For this reason, Dare cautioned his colleagues against moving forward too far without doing an across-the-board salary study to establish a hard baseline.
“I’m not going to make the same mistake twice and I feel we’re going down that road,” Dare said.
Such a study is an upcoming administrative goal, said City Manager David Recor, “but we didn’t see that getting completed prior to a decision having to be made on the union contracts.”
“We have done some preliminary studies to validate some of our positions in the negotiations,” city Human Resources Director Wayne Evans assured the council.
But even after the establishment of a standard circa 2005, Grady said that the comparative data was again challenged in 2010, when a new majority was voted into City Council and subsequently tried to buck the FOP by changing the comparative data structure.
“They had requested one of our captains – who isn’t even part of the bargaining unit – to do a pay comparison study,” Grady said. “The just gave him 15 agencies to look at. Not one of those agencies was what we agreed upon at the table.”
The then-majority inferred that the union was inflating its standards, but the FOP maintains that such a reconfiguration of the comparative data would cause its ranks to stagnate.
“If you just do a comparison with a bunch of other resort communities … you’re just going to water things down to the lowest common denominator,” Grady said.
What will almost certainly be the crux of the union negotiation this year, however, is the desire expressed by both the FOP and the IAFF to move back to a defined-benefit pension system. In early 2011, the then-majority of council moved to close the city’s public safety pension trust fund to new hires, and implemented a 401(a), individual contribution retirement plan.
Since then, the OCPD has hired 22 officers under the new plan. But the FOP has maintained that the lack of a proper pension makes officers less committed to staying with the department long-term, presenting a poor return on training investment for the agency.
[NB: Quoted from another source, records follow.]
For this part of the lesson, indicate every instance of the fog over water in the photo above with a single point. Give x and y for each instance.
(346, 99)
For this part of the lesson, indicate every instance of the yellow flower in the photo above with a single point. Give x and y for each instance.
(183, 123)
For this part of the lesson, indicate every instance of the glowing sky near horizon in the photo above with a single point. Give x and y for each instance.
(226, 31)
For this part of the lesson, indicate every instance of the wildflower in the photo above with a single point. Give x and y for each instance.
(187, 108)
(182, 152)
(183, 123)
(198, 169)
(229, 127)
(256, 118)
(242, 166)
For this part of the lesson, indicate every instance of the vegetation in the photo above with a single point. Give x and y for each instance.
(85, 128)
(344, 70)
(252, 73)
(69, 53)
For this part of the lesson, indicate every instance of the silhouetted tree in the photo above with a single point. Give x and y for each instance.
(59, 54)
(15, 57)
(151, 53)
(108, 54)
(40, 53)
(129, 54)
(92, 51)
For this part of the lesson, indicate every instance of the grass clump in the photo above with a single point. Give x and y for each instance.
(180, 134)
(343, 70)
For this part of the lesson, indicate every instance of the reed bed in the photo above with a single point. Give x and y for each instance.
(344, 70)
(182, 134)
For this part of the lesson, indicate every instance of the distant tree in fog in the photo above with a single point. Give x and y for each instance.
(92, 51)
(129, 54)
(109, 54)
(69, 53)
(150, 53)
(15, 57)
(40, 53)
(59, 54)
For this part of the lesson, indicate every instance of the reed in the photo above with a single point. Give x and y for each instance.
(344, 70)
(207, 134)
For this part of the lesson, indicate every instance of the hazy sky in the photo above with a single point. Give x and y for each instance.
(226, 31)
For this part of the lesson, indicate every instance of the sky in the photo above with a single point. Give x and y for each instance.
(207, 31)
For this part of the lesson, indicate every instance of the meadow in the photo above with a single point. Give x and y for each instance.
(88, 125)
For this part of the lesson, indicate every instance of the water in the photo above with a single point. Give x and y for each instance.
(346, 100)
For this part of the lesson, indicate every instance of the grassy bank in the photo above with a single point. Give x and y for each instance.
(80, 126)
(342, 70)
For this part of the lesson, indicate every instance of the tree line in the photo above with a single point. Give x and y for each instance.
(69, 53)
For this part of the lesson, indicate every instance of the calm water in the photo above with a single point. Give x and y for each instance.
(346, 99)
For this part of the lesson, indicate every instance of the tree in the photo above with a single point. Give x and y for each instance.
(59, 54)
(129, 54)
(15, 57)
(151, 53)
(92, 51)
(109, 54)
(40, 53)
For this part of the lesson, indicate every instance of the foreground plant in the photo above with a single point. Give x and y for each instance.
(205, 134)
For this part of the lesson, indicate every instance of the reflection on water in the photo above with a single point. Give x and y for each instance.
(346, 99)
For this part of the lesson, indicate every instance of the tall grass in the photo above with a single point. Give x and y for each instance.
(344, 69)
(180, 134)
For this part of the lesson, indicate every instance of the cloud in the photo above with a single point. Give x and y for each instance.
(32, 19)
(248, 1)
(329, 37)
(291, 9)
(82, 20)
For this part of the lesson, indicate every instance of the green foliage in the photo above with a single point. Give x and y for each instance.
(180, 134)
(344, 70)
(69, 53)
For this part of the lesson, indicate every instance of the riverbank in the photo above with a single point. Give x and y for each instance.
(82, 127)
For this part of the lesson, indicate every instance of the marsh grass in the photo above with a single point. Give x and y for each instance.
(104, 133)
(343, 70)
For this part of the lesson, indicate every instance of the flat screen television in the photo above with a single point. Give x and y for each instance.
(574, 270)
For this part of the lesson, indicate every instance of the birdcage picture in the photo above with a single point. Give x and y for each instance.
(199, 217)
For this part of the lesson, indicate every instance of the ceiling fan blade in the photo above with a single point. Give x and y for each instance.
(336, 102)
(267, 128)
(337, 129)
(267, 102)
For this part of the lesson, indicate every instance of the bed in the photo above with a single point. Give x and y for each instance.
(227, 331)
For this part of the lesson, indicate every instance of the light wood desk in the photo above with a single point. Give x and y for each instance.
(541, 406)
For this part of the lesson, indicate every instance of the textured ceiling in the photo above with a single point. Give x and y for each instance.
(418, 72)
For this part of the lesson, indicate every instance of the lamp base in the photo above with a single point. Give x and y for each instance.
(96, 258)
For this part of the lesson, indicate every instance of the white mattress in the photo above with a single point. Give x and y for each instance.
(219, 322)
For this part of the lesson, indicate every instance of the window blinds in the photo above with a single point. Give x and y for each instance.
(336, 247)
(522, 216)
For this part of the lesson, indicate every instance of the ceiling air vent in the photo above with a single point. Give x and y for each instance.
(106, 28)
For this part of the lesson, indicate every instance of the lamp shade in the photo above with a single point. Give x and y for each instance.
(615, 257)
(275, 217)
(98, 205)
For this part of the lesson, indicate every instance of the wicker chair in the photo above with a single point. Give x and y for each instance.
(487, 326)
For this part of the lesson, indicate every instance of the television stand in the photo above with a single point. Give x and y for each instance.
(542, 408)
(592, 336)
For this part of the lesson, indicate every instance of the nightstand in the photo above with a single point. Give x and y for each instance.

The then-minority of the City Council, as well as Meehan, agreed, and were staunchly opposed to the change.
Because retirement benefits are part of their contract, Grady said the FOP could’ve fought the change as a violation of the agreement, but chose not to.
“We could’ve fought it, but we also looked to the future, and it sounded like, if things in November got changed, we knew we were looking forward to negotiations happening right after the elections,” Grady said. “We knew it was a matter of time [before a political change], and what the minority at the time down there thought of it [the pension change] was pretty clear.”
The FOP, as well as the IAFF, backed a slate of candidates in last years’ election that returned the post-2010 minority back to majority power.
“They had given us their word that they were at least going to go back and revisit this with open eyes, and potentially get rid of the new [defined contribution] system,” Grady said.
He praised that faction of council for its open communication, even when requesting concessions, such as the pay freeze that has been in place since 2009.
“We have a really good dialogue with them,” Grady said. “That’s how the conversation kind of got started, they came to us and said, ‘The city is in a tough spot here, and we need some help.’”
Grady said the union would not be looking for extra compensation for the last four years of hardship.
“We’re not asking for blood in this,” Grady said. “We’re not asking for a huge windfall or a back pay raise. I think they [the city] see that and appreciate it.”